The startup, founded last year, got its name from its founders’ belief that financial operations in healthcare should be clear and actionable, said Translucent CEO Jack O’Hara.
“Most healthcare finance teams are buried under layers of complexity and manual work, making it nearly impossible to see what’s really driving performance. Translucent is about cutting through that fog. Our AI doesn’t just surface data — it brings clarity to decisions that were once hidden behind spreadsheets, dashboards, and disconnected systems,” he stated.
He added that most healthcare finance teams are overwhelmed and spend most of their time just trying to find and clean up data instead of analyzing it or using it to make better decisions.
Translucent’s financial analysis platform not only uses AI to track finances across a provider’s various service lines, but it also allows hospital leaders to ask questions — almost like a ChatGPT for provider finances.
For example, the platform can answer questions like, “What are the largest drivers of expenses for orthopedics this month?” or, “How does our payer mix impact our margins by service line?” O’Hara explained.
“Translucent is like having a dedicated 24/7 financial analyst who instantly understands your healthcare organization’s unique data and structure. When an operator asks a financial question, like ‘Why are costs up in cardiology this month?’ Translucent translates that plain-language question into a smart data query. Behind the scenes, our AI pulls from multiple systems like your general ledger, revenue cycle, EHR, and payer contracts to find the right answers.” he declared.
He also highlighted that the platform remembers each organization’s specific terms, logic and past conversations, so it gets smarter over time.
As for Translucent’s competitors, O’Hara acknowledged that there are a lot of companies out there also promising to improve providers’ financial management.

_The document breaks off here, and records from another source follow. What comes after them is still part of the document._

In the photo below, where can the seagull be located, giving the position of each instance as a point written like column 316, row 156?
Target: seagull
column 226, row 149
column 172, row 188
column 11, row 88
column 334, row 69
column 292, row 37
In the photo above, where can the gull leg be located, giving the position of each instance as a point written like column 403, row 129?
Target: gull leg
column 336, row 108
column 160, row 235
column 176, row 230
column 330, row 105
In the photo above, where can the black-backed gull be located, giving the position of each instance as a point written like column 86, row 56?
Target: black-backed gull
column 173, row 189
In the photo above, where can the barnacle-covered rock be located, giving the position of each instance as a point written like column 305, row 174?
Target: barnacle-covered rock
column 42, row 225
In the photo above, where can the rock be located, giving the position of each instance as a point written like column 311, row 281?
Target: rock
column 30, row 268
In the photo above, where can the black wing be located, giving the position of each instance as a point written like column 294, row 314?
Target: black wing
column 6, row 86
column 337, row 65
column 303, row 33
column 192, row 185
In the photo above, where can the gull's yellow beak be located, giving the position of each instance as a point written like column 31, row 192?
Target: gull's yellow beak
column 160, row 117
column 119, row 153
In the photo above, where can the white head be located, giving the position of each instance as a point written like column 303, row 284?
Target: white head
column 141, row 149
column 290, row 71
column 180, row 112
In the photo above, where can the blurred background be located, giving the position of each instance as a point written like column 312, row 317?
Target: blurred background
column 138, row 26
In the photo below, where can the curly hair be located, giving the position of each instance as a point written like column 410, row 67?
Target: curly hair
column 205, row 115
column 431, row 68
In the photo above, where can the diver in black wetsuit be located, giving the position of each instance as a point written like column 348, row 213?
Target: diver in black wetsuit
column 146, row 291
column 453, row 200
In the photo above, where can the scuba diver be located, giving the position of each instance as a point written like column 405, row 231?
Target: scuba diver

Some of these offer legacy financial planning tools that weren’t designed with healthcare in mind, while others provide enterprise resource planning systems that aren’t built to take advantage of AI, he said.
“Most of these platforms are geared toward power users in finance or people who are fluent in spreadsheets and financial modeling, but not the broader team. Translucent is different because it is AI-native, built for healthcare and built for the non-super user,” O’Hara remarked.
Whether Translucent can help turn the tide for struggling providers remains to be seen, but its backers are betting that clearer financial insights could mean the difference between sinking deeper into the red and finding a sustainable path forward.